Russ Allbery <rra@stanford.edu> wrote:

>Since you all are talking about existing usage, I assume that you're
>talking about all of the headers *other* than Newsgroups.

A distinction I'm not particularly good at maintaining so please excuse me
if I get myself confused in this regard every now and then? :-)

>2 and 3 are the same option. It's called:
>
>2. Standardize an encoding that most people aren't using and try to get
> them to switch.

Not quite. Because...

>The only differences are that the UTF-8 encoding is used essentially
>nowhere and implemented in few places right now, but is somewhat more
>readable for people who don't implement it, whereas the RFC 2047
>encoding is *very* widely implemented but not widely used, and is fairly
>ugly for people who don't implement it.

...these aren't the only differences between UTF-8 and RFC2047. There is a
-- real or imagined, it matters nought -- feeling that UTF-8 is just Yet
Another Charset whilst RFC2047 is a Transfer Encoding Format.

Once you've rejected RFC2047 you're left with "Just Post in an 8bit
Charset". Which charset?
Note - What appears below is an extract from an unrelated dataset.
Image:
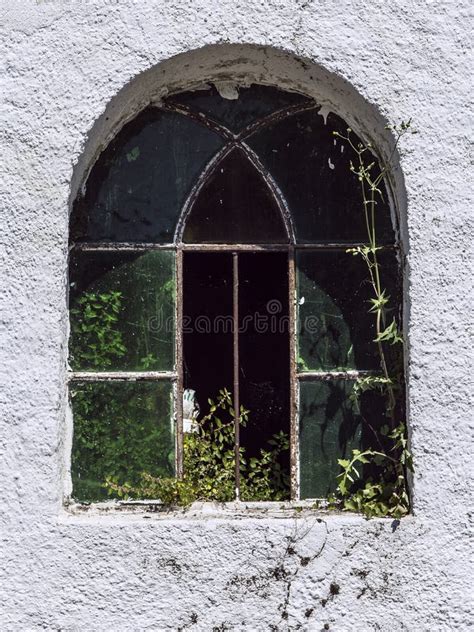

Well, there's none that will cover all needs so
we'll just choose one that covers _our_ needs.

Now that Unicode has been introduced into the mix, there _is_ an "8bit"
charset that will cover "our" needs as well as "their" needs.

RFC2047 won't go away; it's just that it's turned out to not adequately
address the needs of a portion of the Netnews population. UTF-8 is another
tack; it may be rejected similarly to RFC2047, but it offers a way to
achieve the interoperability that _users_ -- as opposed to Ivory Tower
standards writers (I'm including myself in that characterization so please
nobody get their panties in a bunch over it! ;D) -- care about.

>The belief of the people favoring the UTF-8 encoding is that it will
>eventually become the native wire encoding of everything and therefore
>will be easier to deal with. This belief seems ill-founded to me, to
>say the least.

You are overstating the case. As regards UTF-8 in From and Subject, it is
my belief that it is possible to convince current users of at least the
ISO-8859-1/Win-1252/MacRoman triumverate to migrate to UTF-8 instead[0].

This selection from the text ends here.